Dünya nüfusunun yaklaşık %15’i engelli bireylerden oluşmaktadır… Bu oran tüm dünyada yarım milyarı aşkın engelli birey olduğunu göstermektedir.
Nüfusun yaşlanması ve kronik hastalıkların artmasıyla engelli sayısı giderek artmaktadır. Engelli bireylerin önemli bir kısmının bedensel bir engeli bulunmaktadır.
Engellilerin birilerine bağımlı olmadan yaşayabilmeleri ve yaşamın tüm alanlarına etkin katılımları bir haktır.

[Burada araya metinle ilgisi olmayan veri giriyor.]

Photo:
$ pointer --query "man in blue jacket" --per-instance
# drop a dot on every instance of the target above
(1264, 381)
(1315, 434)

Unutmayalım ki; “engelli” diye tanımladığımız kişiler, değişik sebeplerden dolayı sağlığını kaybetmiş bireylerdir. Ve onları engellemek yerine tüm olanaklardan faydalanması için elden gelen yapılmalı.

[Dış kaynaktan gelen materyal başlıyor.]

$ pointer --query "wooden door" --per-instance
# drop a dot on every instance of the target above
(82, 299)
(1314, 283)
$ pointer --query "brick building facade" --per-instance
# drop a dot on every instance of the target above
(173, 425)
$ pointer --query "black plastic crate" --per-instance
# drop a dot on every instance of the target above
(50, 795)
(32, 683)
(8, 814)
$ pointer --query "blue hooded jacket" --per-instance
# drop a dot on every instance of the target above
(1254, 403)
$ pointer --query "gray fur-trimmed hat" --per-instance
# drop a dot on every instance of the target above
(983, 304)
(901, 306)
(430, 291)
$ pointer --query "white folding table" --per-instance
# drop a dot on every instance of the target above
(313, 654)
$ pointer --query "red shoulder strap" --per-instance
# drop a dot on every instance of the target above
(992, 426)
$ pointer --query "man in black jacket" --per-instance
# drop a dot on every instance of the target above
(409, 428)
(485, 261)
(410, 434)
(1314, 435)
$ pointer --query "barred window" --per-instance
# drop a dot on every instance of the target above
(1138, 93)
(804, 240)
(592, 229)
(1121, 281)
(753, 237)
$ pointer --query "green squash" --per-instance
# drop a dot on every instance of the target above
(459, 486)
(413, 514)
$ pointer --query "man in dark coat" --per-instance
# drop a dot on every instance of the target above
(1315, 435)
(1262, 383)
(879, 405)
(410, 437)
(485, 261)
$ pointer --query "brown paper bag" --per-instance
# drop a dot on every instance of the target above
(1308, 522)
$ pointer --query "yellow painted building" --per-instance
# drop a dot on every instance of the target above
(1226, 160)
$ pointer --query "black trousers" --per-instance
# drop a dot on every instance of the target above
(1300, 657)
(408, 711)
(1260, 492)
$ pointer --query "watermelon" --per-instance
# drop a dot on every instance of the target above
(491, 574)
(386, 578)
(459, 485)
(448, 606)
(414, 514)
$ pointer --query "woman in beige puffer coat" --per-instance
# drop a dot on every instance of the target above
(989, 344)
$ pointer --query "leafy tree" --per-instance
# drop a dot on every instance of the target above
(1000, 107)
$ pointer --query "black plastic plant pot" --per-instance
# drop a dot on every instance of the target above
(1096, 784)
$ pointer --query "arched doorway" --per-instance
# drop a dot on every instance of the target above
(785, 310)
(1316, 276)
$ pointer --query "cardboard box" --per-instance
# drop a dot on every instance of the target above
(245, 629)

Bu bağlamda, tüm dünyada 3 Aralık tarihinde engelli bireylerin hakları konusunda farkındalık yaratmak ve bu haklarını elde edebilmeleri için hukuki ve insani olarak engel teşkil eden unsurların ortadan kaldırılması gerekli.
Bunun yanı sıra birçok noktada engel, engelli ve engellilik gözler önüne serilmeli, çünkü vatandaşımız tarafından ortada bir sorun yok sanılıyor.
Aslında trafikte, kaldırımlarda, sokaklarda, caddelerde, trafik ışıklarında, yaya geçitlerinde birçok sorun var ve bunlar için bir düzenleme yapılmalı… Özel sektörde ve kamu kurum kuruluşlarında, binalarında çalışanlarında bankolarında sorunlar var… Alışveriş merkezleri rampalarında, engelli tuvaletlerinde, mağazalarında düzenlemeler yapılmalı… Toplu taşıma duraklarında araçlarında çalışanlarında sorunlar var, düzeltilmeli... Eğitim yuvalarında genç beyinlere engelliler doğru düzgün bir şekilde anlatılmalı… Park ve bahçelerde, müzelerde tiyatrolarda sinemalarda düzenlemeler yapılmalı... Sağlık kurumlarının mimari engelleri yok edilmeli, sağlık çalışanları bile doğru düzgün eğitilmeli ve sağlıkla ilgili yasalarda kanunlarda değişiklikler yapılmalı.
Engel konusuna geniş bir çerçeveden bakıldığında asıl engellinin kim olduğu ve onları neyin engellediği görülebilir... Aslında "engelli" diye tanımlanan kişilerin, engelli olmadığı engellendiği ortaya çıkar.